Argentina’s Executive office press room said that President Cristina Fernandez would be announcing her running mate Saturday afternoon.
During a press conference hosted by the Government House in Chaco Friday morning, the provincial governor ratified his promise to go up for re-election in the province supporting the Chaco Deserves More Front (Frente Chaco Merece Más).
Capitanich on Thursday night met with Cristina Fernandez at the Olivos presidential residence, which had fuelled speculations over the possibility of him becoming a candidate for vice-president. Furthermore, he said, “there was no formal proposal” to integrate him into the incumbent presidential picture, a Chaco newspaper informed.
The governor clarified his meeting with Fernández de Kirchner was “excellent”, and admitted that the President had his complete “political support.”
Fernandez de Kirchner, who has a wide lead over opposition rivals in opinion polls, has until Saturday to register candidates, including her running mate.

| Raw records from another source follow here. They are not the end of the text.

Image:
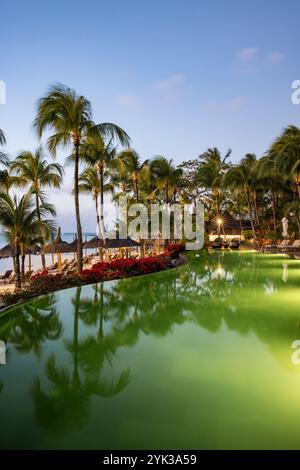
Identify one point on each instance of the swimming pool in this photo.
(203, 356)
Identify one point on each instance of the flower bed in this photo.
(45, 282)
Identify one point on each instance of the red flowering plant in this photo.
(174, 250)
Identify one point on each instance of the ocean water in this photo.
(7, 263)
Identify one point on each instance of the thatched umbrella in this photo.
(58, 246)
(74, 245)
(9, 251)
(111, 243)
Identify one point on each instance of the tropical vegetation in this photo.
(262, 189)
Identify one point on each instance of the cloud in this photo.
(171, 87)
(234, 104)
(126, 100)
(247, 54)
(275, 57)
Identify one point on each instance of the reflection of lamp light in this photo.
(219, 270)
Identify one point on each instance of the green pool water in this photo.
(202, 356)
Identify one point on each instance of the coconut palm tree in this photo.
(33, 168)
(4, 160)
(2, 137)
(19, 217)
(94, 152)
(241, 177)
(91, 183)
(164, 171)
(129, 161)
(69, 116)
(210, 175)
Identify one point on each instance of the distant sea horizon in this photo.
(66, 236)
(7, 263)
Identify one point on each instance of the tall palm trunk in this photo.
(76, 378)
(97, 214)
(102, 226)
(251, 215)
(22, 266)
(273, 210)
(136, 184)
(102, 203)
(17, 266)
(37, 204)
(77, 209)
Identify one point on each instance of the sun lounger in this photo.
(28, 276)
(217, 243)
(234, 244)
(273, 247)
(6, 276)
(294, 246)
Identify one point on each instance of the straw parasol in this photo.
(8, 251)
(58, 246)
(111, 243)
(74, 245)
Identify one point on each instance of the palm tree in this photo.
(211, 173)
(241, 177)
(2, 137)
(166, 175)
(285, 151)
(19, 217)
(97, 154)
(32, 168)
(4, 160)
(90, 182)
(129, 162)
(70, 117)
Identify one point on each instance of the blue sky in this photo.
(179, 76)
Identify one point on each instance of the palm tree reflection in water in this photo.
(66, 406)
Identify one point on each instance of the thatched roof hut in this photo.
(57, 246)
(111, 243)
(8, 251)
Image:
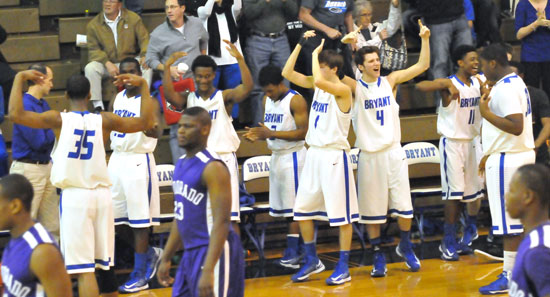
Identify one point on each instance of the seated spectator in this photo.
(179, 33)
(114, 34)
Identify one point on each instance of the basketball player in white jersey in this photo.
(80, 170)
(134, 181)
(508, 144)
(327, 187)
(223, 138)
(459, 124)
(284, 128)
(382, 175)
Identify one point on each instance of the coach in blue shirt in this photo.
(31, 150)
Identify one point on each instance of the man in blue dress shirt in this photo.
(31, 150)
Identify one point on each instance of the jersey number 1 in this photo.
(82, 142)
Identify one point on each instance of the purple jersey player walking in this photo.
(32, 264)
(213, 263)
(528, 201)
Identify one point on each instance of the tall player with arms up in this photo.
(80, 170)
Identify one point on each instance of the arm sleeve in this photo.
(252, 9)
(537, 261)
(95, 53)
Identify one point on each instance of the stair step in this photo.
(12, 20)
(62, 70)
(31, 47)
(70, 26)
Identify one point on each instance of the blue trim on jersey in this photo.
(346, 183)
(445, 167)
(373, 218)
(280, 211)
(295, 163)
(310, 214)
(501, 191)
(149, 183)
(405, 212)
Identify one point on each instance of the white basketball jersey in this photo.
(376, 119)
(461, 119)
(278, 117)
(130, 142)
(78, 156)
(222, 138)
(508, 96)
(328, 125)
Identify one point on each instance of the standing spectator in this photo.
(178, 33)
(331, 20)
(449, 28)
(6, 73)
(31, 150)
(267, 43)
(114, 34)
(532, 29)
(219, 18)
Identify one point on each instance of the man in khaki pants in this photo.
(31, 150)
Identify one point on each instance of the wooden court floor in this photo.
(436, 278)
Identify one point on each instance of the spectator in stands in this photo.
(31, 150)
(114, 34)
(449, 28)
(179, 33)
(267, 42)
(532, 28)
(331, 20)
(219, 18)
(6, 73)
(540, 105)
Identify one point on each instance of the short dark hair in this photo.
(495, 52)
(536, 177)
(270, 75)
(332, 59)
(14, 186)
(130, 60)
(78, 87)
(204, 61)
(199, 112)
(518, 65)
(461, 51)
(38, 67)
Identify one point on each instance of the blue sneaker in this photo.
(135, 283)
(339, 276)
(153, 261)
(311, 267)
(469, 235)
(448, 249)
(406, 252)
(379, 265)
(291, 259)
(500, 286)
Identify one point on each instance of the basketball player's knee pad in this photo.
(106, 280)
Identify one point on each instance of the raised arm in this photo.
(18, 115)
(112, 122)
(240, 92)
(289, 73)
(47, 265)
(170, 94)
(401, 76)
(216, 179)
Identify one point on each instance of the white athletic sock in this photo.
(509, 260)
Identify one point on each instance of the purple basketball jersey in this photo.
(16, 260)
(531, 276)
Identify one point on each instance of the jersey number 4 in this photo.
(83, 143)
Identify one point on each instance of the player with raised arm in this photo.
(327, 188)
(80, 170)
(213, 261)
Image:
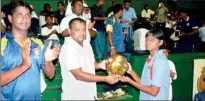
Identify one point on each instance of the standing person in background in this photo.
(109, 11)
(116, 46)
(155, 80)
(60, 13)
(161, 13)
(86, 11)
(173, 74)
(202, 36)
(188, 32)
(146, 12)
(99, 42)
(128, 19)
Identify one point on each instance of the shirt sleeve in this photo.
(109, 25)
(57, 28)
(134, 13)
(160, 69)
(172, 68)
(43, 32)
(69, 59)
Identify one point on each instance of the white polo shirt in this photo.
(65, 24)
(46, 31)
(74, 56)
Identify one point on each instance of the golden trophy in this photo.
(117, 65)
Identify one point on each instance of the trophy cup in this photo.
(117, 65)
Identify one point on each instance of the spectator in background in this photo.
(116, 46)
(173, 74)
(60, 13)
(146, 12)
(50, 31)
(99, 42)
(6, 10)
(128, 19)
(188, 33)
(161, 13)
(86, 11)
(202, 36)
(110, 9)
(34, 29)
(47, 10)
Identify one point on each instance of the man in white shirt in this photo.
(77, 11)
(78, 65)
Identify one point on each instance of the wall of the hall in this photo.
(193, 6)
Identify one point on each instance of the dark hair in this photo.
(61, 3)
(76, 19)
(18, 4)
(75, 1)
(113, 2)
(157, 33)
(127, 1)
(117, 8)
(98, 0)
(48, 15)
(183, 10)
(145, 6)
(46, 5)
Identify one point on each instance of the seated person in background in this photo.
(109, 12)
(60, 13)
(188, 32)
(173, 73)
(47, 10)
(146, 12)
(202, 36)
(86, 11)
(50, 31)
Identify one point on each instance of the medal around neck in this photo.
(117, 65)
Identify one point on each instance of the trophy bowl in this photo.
(117, 65)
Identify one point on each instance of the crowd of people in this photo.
(30, 44)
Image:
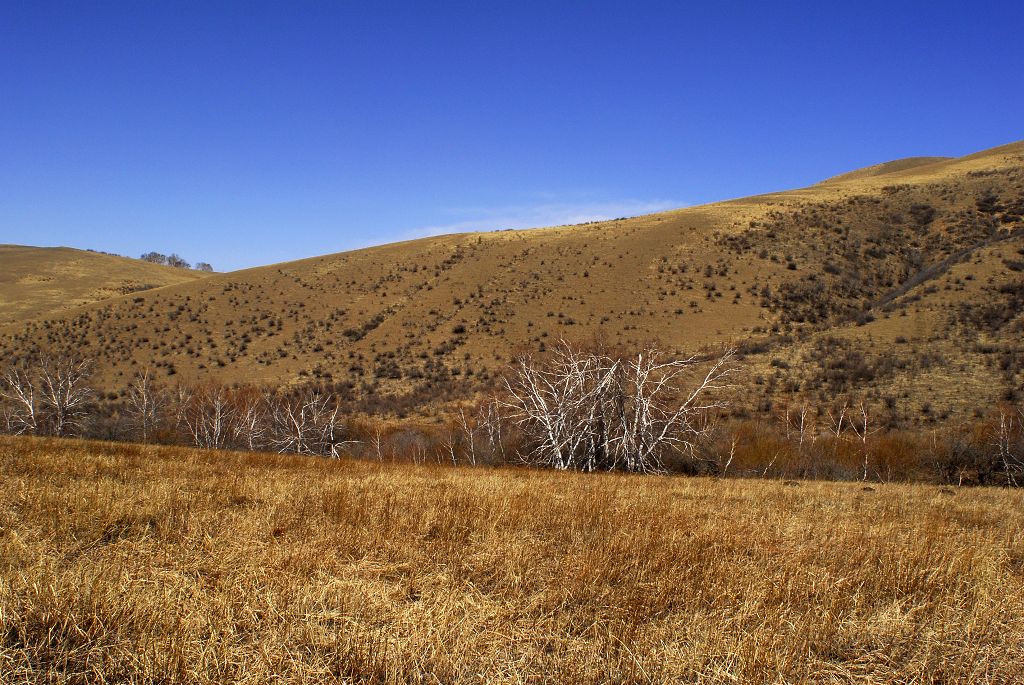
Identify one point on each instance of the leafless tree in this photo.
(145, 403)
(1004, 440)
(589, 411)
(306, 425)
(207, 415)
(863, 431)
(64, 394)
(22, 398)
(252, 419)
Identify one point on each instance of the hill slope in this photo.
(37, 283)
(904, 286)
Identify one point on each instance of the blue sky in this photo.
(249, 133)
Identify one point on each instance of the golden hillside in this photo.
(37, 283)
(902, 282)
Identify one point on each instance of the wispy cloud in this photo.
(549, 213)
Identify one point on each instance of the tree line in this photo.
(574, 408)
(174, 260)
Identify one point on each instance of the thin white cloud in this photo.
(540, 215)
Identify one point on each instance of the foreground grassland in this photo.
(126, 563)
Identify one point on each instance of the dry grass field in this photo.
(130, 564)
(39, 283)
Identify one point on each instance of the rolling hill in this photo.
(903, 283)
(37, 283)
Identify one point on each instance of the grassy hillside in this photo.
(131, 563)
(903, 282)
(39, 283)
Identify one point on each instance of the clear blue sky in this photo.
(248, 133)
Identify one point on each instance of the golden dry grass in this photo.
(127, 563)
(39, 283)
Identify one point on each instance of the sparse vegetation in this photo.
(155, 564)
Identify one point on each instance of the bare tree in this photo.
(145, 402)
(589, 411)
(1012, 465)
(206, 414)
(20, 395)
(64, 394)
(863, 431)
(252, 419)
(306, 425)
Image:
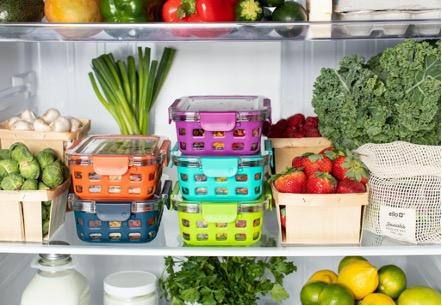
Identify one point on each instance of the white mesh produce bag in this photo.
(405, 188)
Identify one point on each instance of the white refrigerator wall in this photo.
(15, 272)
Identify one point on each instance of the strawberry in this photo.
(350, 167)
(297, 162)
(312, 121)
(316, 162)
(296, 121)
(290, 181)
(332, 153)
(350, 186)
(320, 182)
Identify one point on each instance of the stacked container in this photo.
(118, 193)
(220, 196)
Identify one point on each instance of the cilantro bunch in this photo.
(396, 95)
(224, 280)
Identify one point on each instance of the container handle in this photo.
(166, 192)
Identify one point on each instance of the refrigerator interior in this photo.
(16, 273)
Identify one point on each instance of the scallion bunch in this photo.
(129, 93)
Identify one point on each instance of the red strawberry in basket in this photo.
(316, 162)
(320, 182)
(332, 153)
(296, 121)
(350, 167)
(350, 186)
(290, 181)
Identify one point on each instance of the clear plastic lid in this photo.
(247, 108)
(118, 145)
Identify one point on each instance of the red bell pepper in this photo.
(199, 10)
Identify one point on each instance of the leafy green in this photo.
(224, 280)
(394, 96)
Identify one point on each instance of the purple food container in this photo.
(220, 125)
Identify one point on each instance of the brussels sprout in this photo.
(30, 184)
(8, 166)
(29, 169)
(52, 175)
(42, 186)
(4, 154)
(45, 227)
(19, 152)
(12, 181)
(46, 157)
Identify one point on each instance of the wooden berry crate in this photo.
(285, 149)
(321, 218)
(37, 141)
(20, 213)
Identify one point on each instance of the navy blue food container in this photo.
(120, 222)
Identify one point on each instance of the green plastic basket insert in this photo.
(226, 224)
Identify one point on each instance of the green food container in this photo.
(215, 224)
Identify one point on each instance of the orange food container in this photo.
(118, 168)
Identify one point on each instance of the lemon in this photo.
(336, 294)
(419, 296)
(349, 259)
(326, 276)
(360, 277)
(310, 293)
(392, 281)
(377, 299)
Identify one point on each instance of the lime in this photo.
(310, 293)
(336, 294)
(419, 296)
(348, 259)
(326, 276)
(392, 281)
(360, 277)
(377, 299)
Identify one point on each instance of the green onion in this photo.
(128, 94)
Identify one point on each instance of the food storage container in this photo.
(320, 218)
(136, 221)
(221, 179)
(130, 288)
(37, 141)
(220, 125)
(118, 168)
(21, 213)
(234, 223)
(285, 149)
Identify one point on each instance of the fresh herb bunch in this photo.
(224, 280)
(129, 93)
(394, 96)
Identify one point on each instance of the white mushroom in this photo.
(51, 115)
(13, 120)
(22, 125)
(28, 115)
(75, 124)
(41, 126)
(61, 124)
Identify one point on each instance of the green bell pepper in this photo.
(124, 10)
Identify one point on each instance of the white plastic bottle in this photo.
(56, 283)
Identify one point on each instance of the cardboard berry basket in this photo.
(21, 213)
(285, 149)
(321, 218)
(37, 141)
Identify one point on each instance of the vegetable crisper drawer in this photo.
(229, 224)
(118, 168)
(120, 222)
(220, 125)
(221, 179)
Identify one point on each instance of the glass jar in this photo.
(130, 288)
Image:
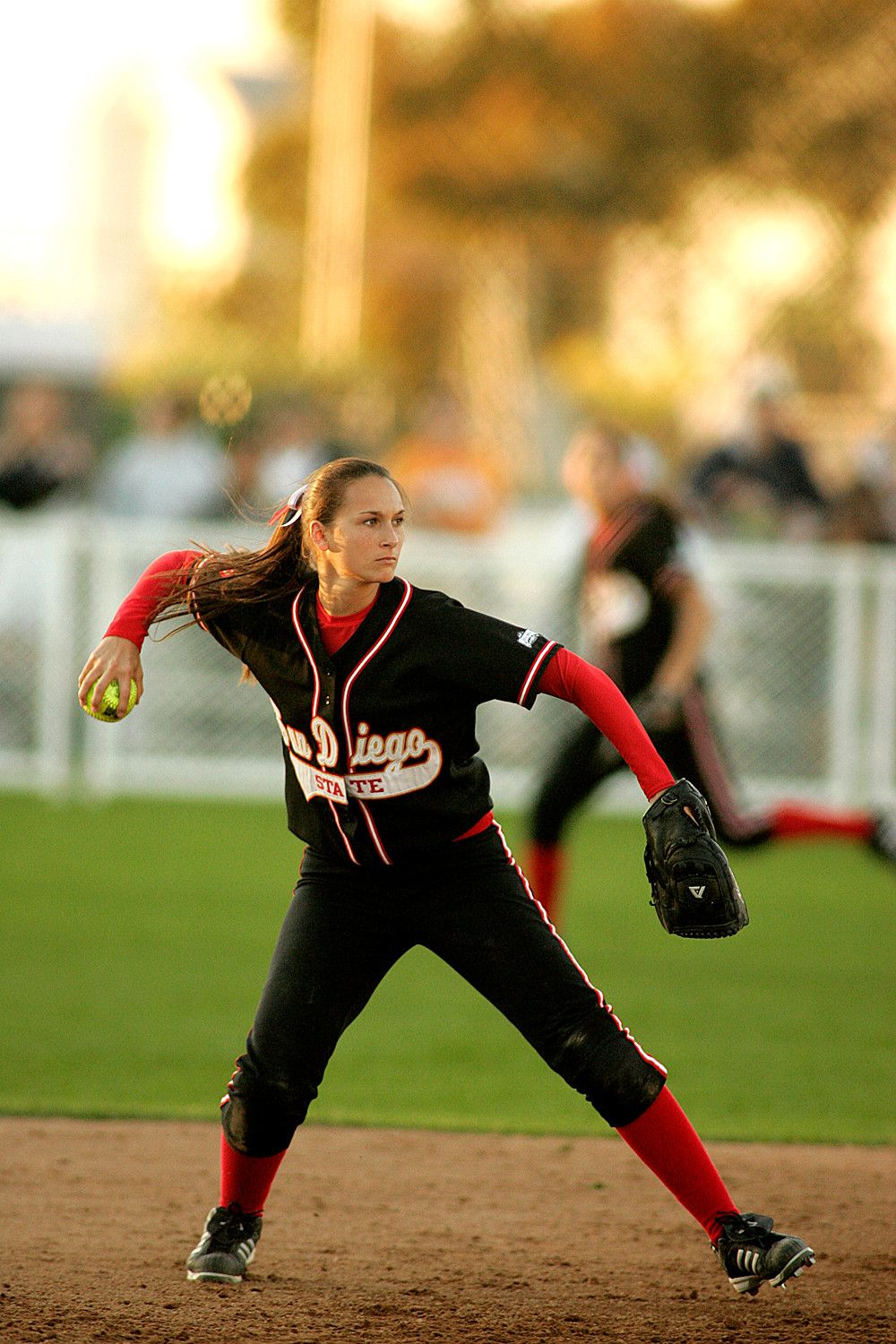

Other figures tipped as potential vice presidents include Media Secretary Juan Manuel Abal Medina, Economy Minister Amado Boudou and Entre Rios provincial governor Sergio Urribarri
In related news the leading representative of Argentina’s organized labour in Congress, lawmaker Héctor Recalde denied that CGT union labour leaders are “upset” over the ruling party’s official lawmakers’ ballot, although he explained that “some of them may be anxious,” since they are “hoping to run for office” as part of the President’s party.
Recalde said that drafting the list of lawmakers featured in the Kirchnerite ballot on the August 14 primary elections “is the normal procedure” for determining who will be competing in the October 23 general elections.
“The highest ranking official in the Peronist movement right now is the President, so it’s up to her to decide who’s going to be in the ballot,” he said.
After denying any discomfort in the CGT, Recalde urged the population to listen to the organization’s leader, Hugo Moyano, and explained that his absence in the televised conference in which President Cristina Fernandez de Kirchner announced her decision to seek re-election was due to him being away in the province of Buenos Aires.